Setting up the event was no easy task. In total, the budget was $10,000. Meeting this funding goal was made more complicated when PIPE was denied the Tiwahe Grant they had applied for, but they were able to make up the difference with funds from the Department of Multicultural Life, a few academic departments, MCSG, and the Shakopee, a community in the Dakota tribe.
Though $10,000 is an initially impressive figure, Beck emphasized that given the scale of the festivities Saturday’s event was “actually a really low budget pow-wow.”
“I think the budget for Augsburg’s pow-wow is $30,000 and the one at the University of Minnesota is like $50,000,” she wrote.
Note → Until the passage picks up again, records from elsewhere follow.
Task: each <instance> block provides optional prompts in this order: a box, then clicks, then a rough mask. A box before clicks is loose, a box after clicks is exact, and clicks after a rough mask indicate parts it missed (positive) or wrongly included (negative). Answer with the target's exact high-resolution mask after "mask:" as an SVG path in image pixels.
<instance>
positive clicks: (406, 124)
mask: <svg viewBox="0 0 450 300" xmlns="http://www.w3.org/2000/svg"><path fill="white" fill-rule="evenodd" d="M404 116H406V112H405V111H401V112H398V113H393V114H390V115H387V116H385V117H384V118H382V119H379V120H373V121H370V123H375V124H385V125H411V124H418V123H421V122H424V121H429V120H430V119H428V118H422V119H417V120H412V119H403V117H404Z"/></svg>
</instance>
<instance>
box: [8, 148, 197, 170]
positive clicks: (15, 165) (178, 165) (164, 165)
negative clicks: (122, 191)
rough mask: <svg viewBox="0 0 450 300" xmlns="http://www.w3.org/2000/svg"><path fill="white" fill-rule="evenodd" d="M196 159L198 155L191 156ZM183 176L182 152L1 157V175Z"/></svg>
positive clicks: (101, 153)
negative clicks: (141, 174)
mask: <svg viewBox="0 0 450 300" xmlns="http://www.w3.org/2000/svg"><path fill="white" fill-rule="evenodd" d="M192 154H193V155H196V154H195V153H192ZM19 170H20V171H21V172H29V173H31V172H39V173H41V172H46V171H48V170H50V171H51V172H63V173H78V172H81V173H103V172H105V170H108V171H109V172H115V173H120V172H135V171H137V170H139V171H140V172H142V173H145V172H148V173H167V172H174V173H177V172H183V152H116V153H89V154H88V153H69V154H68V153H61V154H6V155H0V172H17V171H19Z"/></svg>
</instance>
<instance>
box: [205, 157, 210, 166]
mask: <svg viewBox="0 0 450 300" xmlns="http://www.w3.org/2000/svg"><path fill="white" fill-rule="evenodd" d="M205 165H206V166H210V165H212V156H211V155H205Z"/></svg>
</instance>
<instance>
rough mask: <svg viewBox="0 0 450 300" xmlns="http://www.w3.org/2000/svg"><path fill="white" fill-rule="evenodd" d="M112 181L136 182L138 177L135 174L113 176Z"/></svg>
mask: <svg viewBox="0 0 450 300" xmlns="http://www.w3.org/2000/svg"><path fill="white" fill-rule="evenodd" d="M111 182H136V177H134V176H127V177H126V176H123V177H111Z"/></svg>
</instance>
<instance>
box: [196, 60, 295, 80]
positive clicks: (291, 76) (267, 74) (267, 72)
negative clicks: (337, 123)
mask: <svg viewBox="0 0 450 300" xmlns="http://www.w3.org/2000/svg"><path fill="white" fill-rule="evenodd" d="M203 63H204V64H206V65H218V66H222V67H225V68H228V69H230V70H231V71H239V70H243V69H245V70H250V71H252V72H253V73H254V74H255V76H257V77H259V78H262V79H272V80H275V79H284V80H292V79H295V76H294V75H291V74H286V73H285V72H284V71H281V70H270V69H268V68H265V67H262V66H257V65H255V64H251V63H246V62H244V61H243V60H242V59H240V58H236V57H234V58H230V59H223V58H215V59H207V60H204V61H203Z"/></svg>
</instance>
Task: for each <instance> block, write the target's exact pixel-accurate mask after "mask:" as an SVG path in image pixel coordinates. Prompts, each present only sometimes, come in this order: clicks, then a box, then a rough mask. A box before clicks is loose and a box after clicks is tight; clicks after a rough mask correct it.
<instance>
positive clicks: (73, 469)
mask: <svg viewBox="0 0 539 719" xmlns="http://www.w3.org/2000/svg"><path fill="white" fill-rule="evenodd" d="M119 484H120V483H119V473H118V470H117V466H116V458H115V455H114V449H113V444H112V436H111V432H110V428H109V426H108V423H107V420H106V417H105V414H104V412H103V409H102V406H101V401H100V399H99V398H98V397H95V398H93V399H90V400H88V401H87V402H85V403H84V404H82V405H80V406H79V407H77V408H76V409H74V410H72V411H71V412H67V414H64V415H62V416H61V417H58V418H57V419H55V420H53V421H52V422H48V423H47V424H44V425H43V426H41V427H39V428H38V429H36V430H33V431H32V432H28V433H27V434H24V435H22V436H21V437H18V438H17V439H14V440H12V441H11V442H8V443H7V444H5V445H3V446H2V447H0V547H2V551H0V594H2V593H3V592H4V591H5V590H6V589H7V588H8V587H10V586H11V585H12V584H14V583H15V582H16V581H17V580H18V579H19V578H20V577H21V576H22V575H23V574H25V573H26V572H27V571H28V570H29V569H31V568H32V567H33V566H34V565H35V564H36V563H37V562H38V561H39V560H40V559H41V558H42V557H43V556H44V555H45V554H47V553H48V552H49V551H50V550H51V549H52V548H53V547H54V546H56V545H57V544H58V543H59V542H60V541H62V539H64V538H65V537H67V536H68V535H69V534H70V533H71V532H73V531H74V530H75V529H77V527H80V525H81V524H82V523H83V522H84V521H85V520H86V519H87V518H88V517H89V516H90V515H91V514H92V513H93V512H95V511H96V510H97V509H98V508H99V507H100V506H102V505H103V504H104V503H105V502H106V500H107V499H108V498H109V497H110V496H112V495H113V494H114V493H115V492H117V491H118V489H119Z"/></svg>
Planning for the event began in the fall semester, when PIPE met with alumni—including LaFloe’s mother Janice LaFloe ’92—several of whom were involved in the original pow-wow events.
According to the archives of The Mac Weekly, the first pow-wow was held in 1989 as part of Native American Awareness week. It took place over two days with three Grand Entries. The week included a fashion show featuring local musicians and dancers as well
as a reading from N. Scott Momaday, a Native American author of Kiowa descent who won a Pulitzer Prize for his novel “House Made of Dawn.”
In the spring, Kapashesit and Brooke LaFloe secured the MC, arena director and head dancer for the event, while Beck focused mostly on advertising and outreach. Though the event was publicized on campus through email announcements and posters, as well as the group’s “Ask an Indian” Youtube video based on responses to anonymous questions, Beck focused mostly on the broader Minnesota Native American community.
“I gave out posters to youth in the youth programs at the Division of Indian Work (where I volunteer), as well as got on the listservs for the Indian Education program at St Paul Public Schools, the American Indian Listserv at the University of Minnesota (which goes to people across the state), and the Augsburg American Indian listserv,” she wrote. “I tried to focus our advertising on schools and afterschool programs because we wanted a lot of youth coming to campus. “
She also hoped that the community interest, especially from youth, could hopefully “get kids interested in applying here some day.”
Beck said the goal of the pow-wow as education about Native Americans in the broader community and on campus. She cited the disparity between the representation of Native Americans in the Twin Cities—which has one of the largest urban populations of Native Americans in the country—and at Macalester, where according to the 2012 Common Data set there are four Native American undergraduates currently enrolled.
“A lot of students don’t know what a pow-wow is or don’t know anything about the tribes in this area, or Natives in general,” Beck wrote.
Though Beck does not expect the pow-wow to happen again next year, as Kapashesit is graduating and both LaFloe and herself will be abroad in the Spring, she expects to revive it during her senior year and sees this year’s event as an overall great success.
“The pow-wow was a bigger success than I had imagined,” Beck wrote. “The planning process was really hard and at times I was like, ‘Oh my god, we can’t do this. Why did we think we could do this?’ But a lot of dancers came, a lot of students came, and a lot of general community members came. We received a lot of good feedback, and a few people came up who had gone to the pow-wow 20 years ago and said that they were really happy we had revived it!”
“But seriously, it was so much work,” she added, “You don’t even know.”